Facebook Twitter

STATE OUTLINES DEVELOPMENT POLICY

SHARE STATE OUTLINES DEVELOPMENT POLICY

In response to Gov. Mike Leavitt's economic development plan, the Utah Division of Business and Economic Development has released its philosophy and operating policy that makes some changes from past procedures.

Rick Mayfield, division director, said one of the major changes is that the state wants communities to decide what they want to become, do appropriate planning and then use state programs and other resources to achieve their goals.Regarding the business community, the policy says the division is to serve industries as a whole instead of individual businesses. "This should not be construed to mean we do not work with individual businesses but rather our primary target is industry as a whole or industry clusters," the policy says.

"With existing staff levels it is difficult to work with individual businesses within the state. It is felt that day-to-day work with individual businesses should be accomplished at the local level with local officials and economic developers," Mayfield said.

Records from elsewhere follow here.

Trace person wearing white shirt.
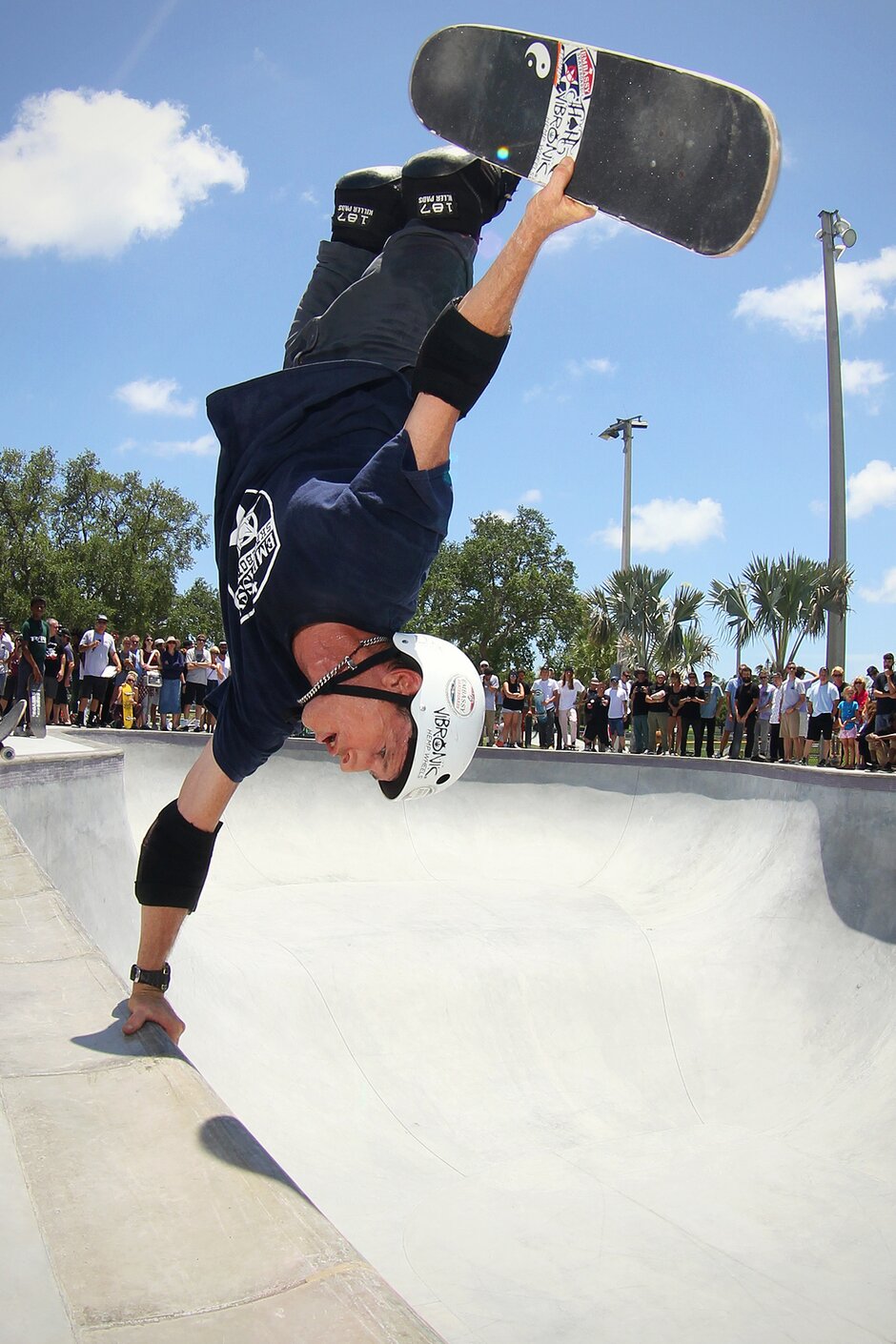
[0,616,15,709]
[607,676,629,751]
[180,635,213,732]
[804,668,840,766]
[78,616,121,728]
[479,659,501,747]
[781,662,806,764]
[532,662,560,747]
[768,672,784,764]
[558,668,584,751]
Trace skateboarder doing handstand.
[124,148,594,1040]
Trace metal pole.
[818,210,846,668]
[622,420,631,570]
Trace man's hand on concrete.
[121,986,185,1045]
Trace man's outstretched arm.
[122,742,236,1045]
[404,158,595,471]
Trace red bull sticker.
[529,42,597,183]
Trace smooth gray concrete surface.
[0,734,896,1344]
[0,747,438,1344]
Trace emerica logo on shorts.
[227,491,279,625]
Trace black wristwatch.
[131,963,171,990]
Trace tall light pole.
[601,416,647,570]
[815,210,856,668]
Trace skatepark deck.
[0,730,896,1344]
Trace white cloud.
[541,211,624,254]
[522,357,618,406]
[846,458,896,518]
[112,377,197,416]
[118,434,219,457]
[591,499,725,553]
[859,570,896,602]
[735,247,896,337]
[0,89,247,256]
[567,358,617,377]
[841,358,889,397]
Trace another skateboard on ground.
[411,24,781,256]
[29,680,47,738]
[0,701,29,761]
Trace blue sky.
[0,0,896,672]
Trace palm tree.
[584,564,713,668]
[709,551,853,671]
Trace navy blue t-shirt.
[207,360,452,784]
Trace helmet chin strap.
[298,635,414,709]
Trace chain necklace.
[296,635,390,709]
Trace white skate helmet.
[298,635,485,801]
[380,635,485,800]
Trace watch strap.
[131,963,171,990]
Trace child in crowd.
[837,685,859,770]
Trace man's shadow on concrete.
[71,999,300,1204]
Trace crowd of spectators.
[0,597,230,734]
[0,597,896,773]
[479,653,896,773]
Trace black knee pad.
[331,167,404,254]
[401,145,519,236]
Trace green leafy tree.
[408,505,580,669]
[0,448,208,633]
[164,580,224,640]
[585,564,715,671]
[548,593,618,682]
[709,551,853,672]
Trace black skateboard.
[411,24,779,256]
[0,701,29,761]
[29,679,47,738]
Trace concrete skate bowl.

Shortly after the governor took office, he met with Joseph A. Jenkins, Utah Department of Community and Economic Development executive director, and identified three basic roles for the division.

They are: advocating a general business climate that encourages business to grow and operate profitably; engage in economic development activities where economies dictate that state programs make more sense than local programs; and provide resources to communities and businesses that will help reach objectives.

Another concept was added by the governor later and that is locally driven economic development is the best. Mayfield said the Small Cities Program and Metro Utah money are being examined to make certain economic development is boosted in all areas of the state.

Within the division, the Business Expansion and Retention Program was combined with the Rural Development Program and renamed Business Development. This office's major mission is to carry out Leavitt's mandate of keeping a good business climate so business can grow.

The office also has the responsibility of directing the manufacturing extension program, agribusiness, facilitating the department's role in the Smart Utah program and assembling a state business data base.

The Centers of Excellence Program has been changed to the Technology Development Program and is under review by a task force. Mayfield said the task force is expected to release a report soon. Meanwhile, the staff is trying to overcome the controversy of the program in the past year, Mayfield said.